De moeder heeft zich in juni 2023 aangemeld bij de Blijf Groep op advies van CJG. De begeleider van de moeder [begeleider] heeft hierover een verklaring afgelegd en ingediend bij de Raad. Uit de verklaring van [begeleider] volgt dat ondanks herhaalde pogingen van de moeder om samen met de vader het ouderschap gezond vorm te geven, het proces stagneerde. De systeemgesprekken die zijn gevoerd met ouders, Levvel, Blijf Groep en de Waag verliepen stroef en werden uiteindelijk stopgezet omdat de vader meermaals heeft aangegeven niet meer met de moeder te willen communiceren.
Op 14 maart 2024 heeft er een gesprek plaatsgevonden bij de beschermtafel. Naar aanleiding hiervan heeft de Raad besloten om onderzoek te doen. Inmiddels heeft de Raad verzocht om [de minderjarige] onder toezicht te stellen.
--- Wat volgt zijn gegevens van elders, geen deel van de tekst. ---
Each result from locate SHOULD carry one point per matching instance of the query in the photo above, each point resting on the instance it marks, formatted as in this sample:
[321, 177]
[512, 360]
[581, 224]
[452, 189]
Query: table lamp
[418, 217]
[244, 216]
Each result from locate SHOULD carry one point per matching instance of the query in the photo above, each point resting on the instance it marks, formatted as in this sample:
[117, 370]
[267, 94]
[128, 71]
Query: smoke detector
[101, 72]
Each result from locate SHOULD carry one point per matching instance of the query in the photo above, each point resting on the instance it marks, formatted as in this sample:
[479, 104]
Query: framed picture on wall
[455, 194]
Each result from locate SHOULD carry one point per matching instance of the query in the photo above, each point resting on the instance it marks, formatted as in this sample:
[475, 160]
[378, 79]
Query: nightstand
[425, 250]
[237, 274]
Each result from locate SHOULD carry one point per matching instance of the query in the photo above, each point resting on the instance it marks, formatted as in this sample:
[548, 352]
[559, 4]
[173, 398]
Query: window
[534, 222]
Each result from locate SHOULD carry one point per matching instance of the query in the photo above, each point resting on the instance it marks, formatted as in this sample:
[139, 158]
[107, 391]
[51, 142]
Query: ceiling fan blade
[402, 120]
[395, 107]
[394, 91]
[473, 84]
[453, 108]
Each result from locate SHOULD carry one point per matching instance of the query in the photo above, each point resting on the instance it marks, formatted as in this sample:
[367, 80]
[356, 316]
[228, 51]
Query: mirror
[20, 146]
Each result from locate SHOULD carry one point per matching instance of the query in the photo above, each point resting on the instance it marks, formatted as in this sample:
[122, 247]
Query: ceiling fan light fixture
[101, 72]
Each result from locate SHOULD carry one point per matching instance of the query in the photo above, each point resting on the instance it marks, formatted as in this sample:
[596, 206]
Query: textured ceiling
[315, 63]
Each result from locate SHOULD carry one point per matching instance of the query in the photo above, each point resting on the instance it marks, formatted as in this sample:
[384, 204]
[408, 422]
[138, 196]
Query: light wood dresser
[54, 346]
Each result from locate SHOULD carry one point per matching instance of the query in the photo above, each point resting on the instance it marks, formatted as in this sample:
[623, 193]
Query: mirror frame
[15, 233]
De vader stopt niet met doen van negatieve uitlatingen over de moeder in het bijzijn van [de minderjarige] . De vader misbruikt de belmomenten met [de minderjarige] om contact te krijgen met de moeder. Daarbij blijft de vader over de grenzen van [de minderjarige] heen gaan. De vader schreeuwt, scheldt, bedreigt en chanteert de moeder allemaal in het bijzijn van [de minderjarige] . [de minderjarige] kan niet worden ingeschreven voor Kiestraining omdat de vader geen toestemming wil geven. Inmiddels uit [de minderjarige] een grote weerstand tegen het verblijf bij haar vader.
In 2023 heeft de vader pas onder dreiging van een kort geding toestemming gegeven voor de zomervakantie van de moeder met [de minderjarige] . Gedurende de hele vakantie heeft de vader de moeder bestookt met berichten vol dreigementen, zodat zij geen moment kon genieten. Tot op heden weigert de vader toestemming te verlenen voor de geplande vakantie naar Turkijje van 19 juli tot en met 11 augustus 2024.